What is Compound Interest?

Compound interest is brutal to say the least. Compound interest can make a 10% interest have a triple or quadruple payback over the course of however many years. A $500,000 mortgage loan can wind up having a payback of $2 million over the course of a conventional mortgage. Over the span of 30 years, lenders are making a tremendous amount of money from interest. But why? This occurs due to the power of compounding interest.

How Does Compound Interest Work?

Compound interest is the process of interest rates multiplying unto themselves. In lament’s terms this refers to interest earned on already accrued interest. If you earned $10,000 in interest in year 1 of your investment and you have a 10% effective interest rate, by year 2 you'll earn $11,000 in interest. By year 3 you'll have earned approximately $12,100 in interest payments. The interests compounds on itself eventually increasing exponentially.

Compounding over the Years

Compound interest can be so potent because over the years it really begins to show its power as the effect of multiplication take root.
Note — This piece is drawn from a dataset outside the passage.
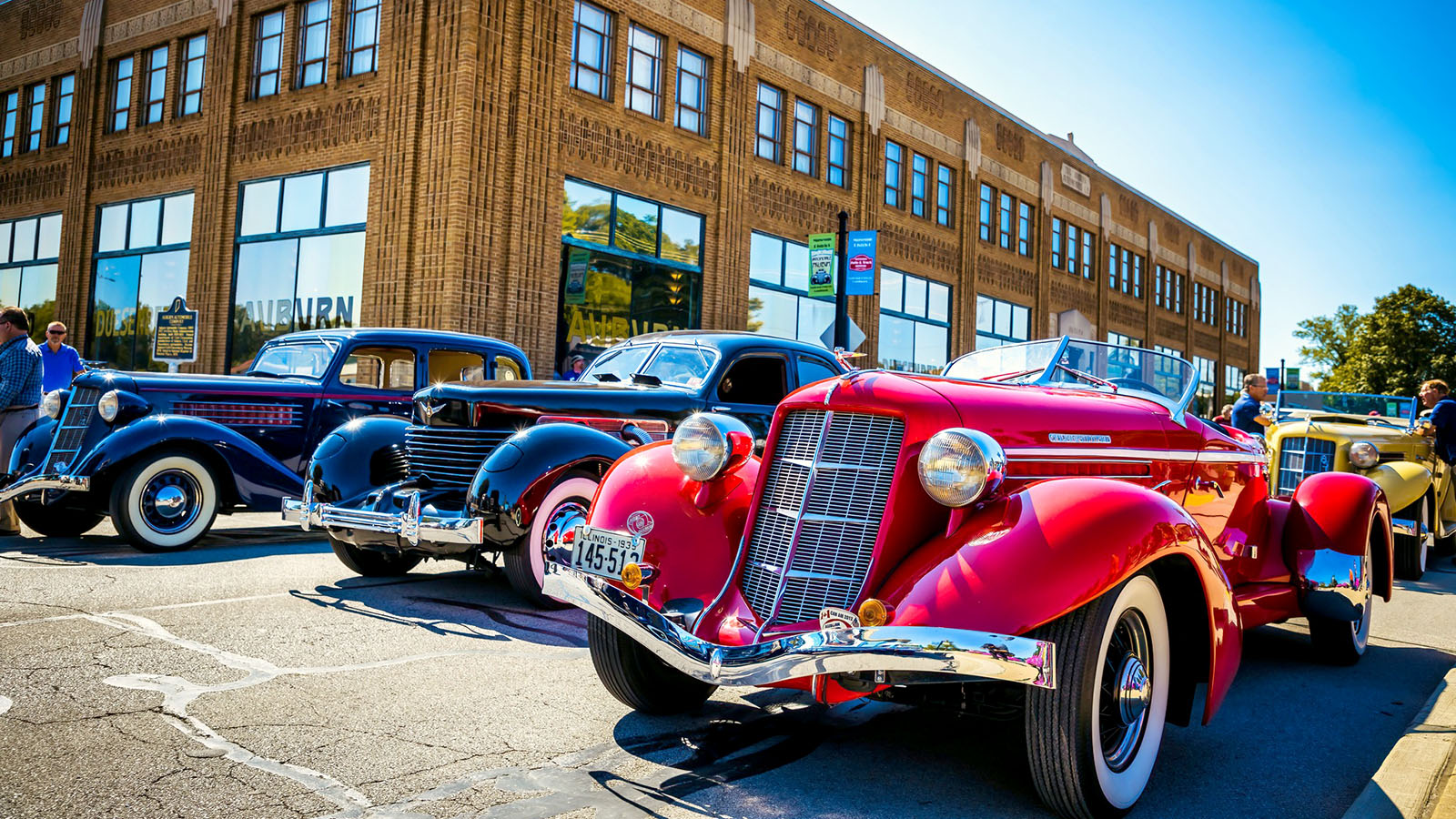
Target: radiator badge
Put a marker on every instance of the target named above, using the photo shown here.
(640, 523)
(1077, 438)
Over the course of a 30-year mortgage, compounding interest becomes very costly.

Daily Compounded Credit Card Interest Rate

Credit card interest rates are actually compounded daily! Now over the course of days or weeks, the impact may seem negligible but as balances grow the effect can be profound. Over the course of years compounding interest really becomes noticeable. This holds true for both long term loans and long-term investments.